War for Our World
On October 30, 1938, listeners across the nation gathered around their radio sets to tune into a special Halloween broadcast of CBS. For those joining late, mentions of “explosions on Mars” and increasingly graphic descriptions of alien invaders struck them into panic. Thousands of frantic calls to local stations and emergency services interrupted the program, and, at the behest of government officials, CBS went to great lengths to calm the public’s fears—that it was just a dramatic rendition of H.G. Wells’ “War of the Worlds”. Of course, in hindsight, we comfort ourselves with the notion that such an event is the stuff of science fiction, and that we’d never be so gullible as to actually believe it was real.
Though, like all good fiction, “War of the Worlds” is rooted in truth. Wells’ inspiration for the novel came from the British colonization of the island of Tasmania off the coast of southern Australia. It was there that Aboriginal Tasmanians encountered what must’ve seemed to them like “aliens”. Thousands of years of isolation constructed a cultural time capsule lacking basic agriculture, metallurgy, pottery, and the bow and arrow. The fight was over before it began—there was simply nothing aborigines could do to match the technological prowess of their invaders. And unlike the book’s rendition, no pathogenic savior came forth, in fact, as is often the unfortunate case, the majority died of European diseases. The existential fear that gripped America on that night in 1938 was not twisted horror spawned from the realm of fiction, but rather an allegory for the brutal nature of reality that we’ve grown to ignore.
The fire of Civilization, our human spirit, flares brightly, but it wasn’t always this way. For much of our history, simply keeping the flame alight took everything we had. All around us, a storm raged, and out there, in the darkness, monsters lurked. For us to thrive, nature demanded something more. Brick by brick, we built shelter around our precious light—technology that allowed us to go forth to conquer the wilds, craft wonders, and stoke the flames ever higher. Though, while the fire is mesmerizing, and the warmth it brings makes life worth living, without the shelter shielding us from the elements and beasts, we’d be left with nothing but coals and darkness.

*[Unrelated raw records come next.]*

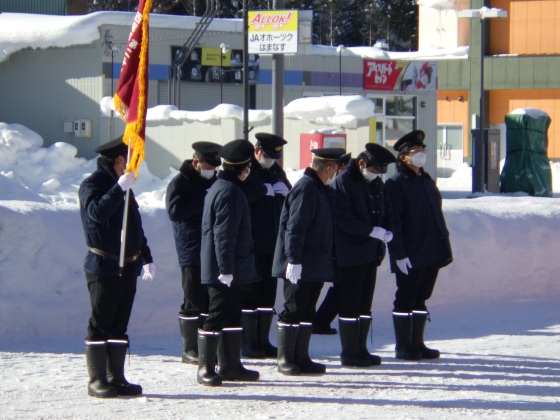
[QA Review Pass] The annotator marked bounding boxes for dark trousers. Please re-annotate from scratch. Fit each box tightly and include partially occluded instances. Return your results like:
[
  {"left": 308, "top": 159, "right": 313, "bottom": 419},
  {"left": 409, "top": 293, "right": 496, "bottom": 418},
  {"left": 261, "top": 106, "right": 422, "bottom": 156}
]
[
  {"left": 243, "top": 254, "right": 278, "bottom": 310},
  {"left": 393, "top": 266, "right": 439, "bottom": 313},
  {"left": 202, "top": 283, "right": 251, "bottom": 331},
  {"left": 313, "top": 283, "right": 340, "bottom": 328},
  {"left": 181, "top": 266, "right": 208, "bottom": 316},
  {"left": 278, "top": 280, "right": 323, "bottom": 324},
  {"left": 86, "top": 273, "right": 136, "bottom": 341},
  {"left": 338, "top": 262, "right": 377, "bottom": 318}
]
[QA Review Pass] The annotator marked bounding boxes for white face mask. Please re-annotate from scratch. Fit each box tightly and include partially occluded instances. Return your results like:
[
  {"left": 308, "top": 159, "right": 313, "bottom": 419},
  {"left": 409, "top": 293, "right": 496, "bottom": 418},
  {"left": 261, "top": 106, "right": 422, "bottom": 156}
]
[
  {"left": 241, "top": 168, "right": 251, "bottom": 182},
  {"left": 362, "top": 168, "right": 379, "bottom": 182},
  {"left": 259, "top": 157, "right": 275, "bottom": 169},
  {"left": 325, "top": 172, "right": 336, "bottom": 185},
  {"left": 200, "top": 168, "right": 215, "bottom": 179},
  {"left": 410, "top": 152, "right": 428, "bottom": 168}
]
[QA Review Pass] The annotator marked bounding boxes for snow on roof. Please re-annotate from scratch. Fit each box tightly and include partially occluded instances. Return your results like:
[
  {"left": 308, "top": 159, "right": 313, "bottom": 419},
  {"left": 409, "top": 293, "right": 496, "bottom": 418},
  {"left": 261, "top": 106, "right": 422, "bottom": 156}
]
[{"left": 0, "top": 12, "right": 468, "bottom": 62}]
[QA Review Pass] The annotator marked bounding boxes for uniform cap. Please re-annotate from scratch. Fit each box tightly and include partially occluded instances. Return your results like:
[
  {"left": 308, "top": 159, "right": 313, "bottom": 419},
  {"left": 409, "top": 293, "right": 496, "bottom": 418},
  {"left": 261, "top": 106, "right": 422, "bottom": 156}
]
[
  {"left": 219, "top": 139, "right": 255, "bottom": 165},
  {"left": 255, "top": 133, "right": 288, "bottom": 159},
  {"left": 366, "top": 143, "right": 397, "bottom": 174},
  {"left": 95, "top": 136, "right": 128, "bottom": 158},
  {"left": 311, "top": 147, "right": 346, "bottom": 163},
  {"left": 393, "top": 130, "right": 426, "bottom": 152},
  {"left": 192, "top": 141, "right": 222, "bottom": 167}
]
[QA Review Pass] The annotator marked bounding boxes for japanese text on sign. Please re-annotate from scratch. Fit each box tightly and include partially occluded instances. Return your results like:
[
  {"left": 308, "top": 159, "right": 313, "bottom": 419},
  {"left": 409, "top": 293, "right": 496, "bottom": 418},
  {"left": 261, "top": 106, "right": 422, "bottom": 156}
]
[{"left": 249, "top": 10, "right": 298, "bottom": 54}]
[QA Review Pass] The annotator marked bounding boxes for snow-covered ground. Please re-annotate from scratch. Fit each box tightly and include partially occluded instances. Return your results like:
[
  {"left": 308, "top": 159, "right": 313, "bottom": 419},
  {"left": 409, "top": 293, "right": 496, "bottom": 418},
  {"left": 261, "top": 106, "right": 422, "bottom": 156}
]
[{"left": 0, "top": 123, "right": 560, "bottom": 419}]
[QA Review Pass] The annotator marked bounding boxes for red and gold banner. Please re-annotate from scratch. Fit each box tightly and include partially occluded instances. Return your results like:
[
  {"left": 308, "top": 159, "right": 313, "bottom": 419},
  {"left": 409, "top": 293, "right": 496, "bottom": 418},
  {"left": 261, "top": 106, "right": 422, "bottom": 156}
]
[{"left": 114, "top": 0, "right": 152, "bottom": 176}]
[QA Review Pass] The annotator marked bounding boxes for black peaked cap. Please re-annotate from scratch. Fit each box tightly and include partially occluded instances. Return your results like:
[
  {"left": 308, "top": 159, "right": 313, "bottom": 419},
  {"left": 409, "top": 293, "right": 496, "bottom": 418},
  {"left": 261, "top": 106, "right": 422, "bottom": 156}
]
[
  {"left": 219, "top": 139, "right": 255, "bottom": 165},
  {"left": 192, "top": 141, "right": 222, "bottom": 167},
  {"left": 393, "top": 130, "right": 426, "bottom": 152},
  {"left": 255, "top": 133, "right": 288, "bottom": 159},
  {"left": 95, "top": 136, "right": 128, "bottom": 158}
]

It’s this dilemma that forces us to make a choice; to stoke the fire or to protect it? Good times are measured by the height of the flames; bad times are measured by the strength of the walls.
The past couple of decades have certainly been good times, and many now mistake the fire as the sole source of security, ignoring the crumbling walls around them that make the facade possible to begin with. As I write this, Russia has amassed 100,000+ troops on the Ukrainian border, China continues to match its brazen domestic genocide with training exercises threatening the sovereignty of Taiwan, and we are still in a Global Pandemic after nearly two years, with no clear line of sight back to normalcy, if even achievable at all. Frantic, we shift critical production back to our shores, yet face looming obstacles in the form of demographic collapse and environmental externalities, not to mention our eroding domestic infrastructure. In spite of this, our asset markets surge as the Fed prints, while our institutional efficacy collapses under political detritus.
Today, I fear our most talented stand dazed and staring deep into the fire, warped by its allure. Increasingly abstract innovations define our modern world, but are no less supported by tangible achievements beneath the surface. The internet, social apps, media, art—the misplaced measuring stick of modernity, merely the delicate tip of the iceberg. To stoke the fire is the most human choice, and we are strongly incentivized to fan its flames. I don’t blame those who pursue it, yet by taking this beaten-down path, you must understand that you are putting civilization’s fate into someone else’s hands.
The storm continues to rage, as it always will, and there are still monsters to be slain: energy, industrial production, and biology. Perhaps, one day, we might even touch down and conquer the god of war. You don’t have to be the hero, but will you make the quest more achievable? Will you, by sheer effort, help bring forth new efficiencies, easing the toil endured by those strengthening the wall? Software and education are multipliers; where do you want to apply that force?
Feel free to return to optimizing ad algorithms and minting NFT collections, but take with you the conscious recognition that, when the roof collapses and we feel that frigid, uncaring cold once again, it wasn’t simply fate, but that the most talented of us chose to ignore what nature demands, hypnotized by the raging fire. It doesn’t take an alien invasion, just something unforeseen at our shores. Our brutal reality dictates a standing casus belli, for it’s in the moment that we forget this that there’s a knock at our door—a war for our world.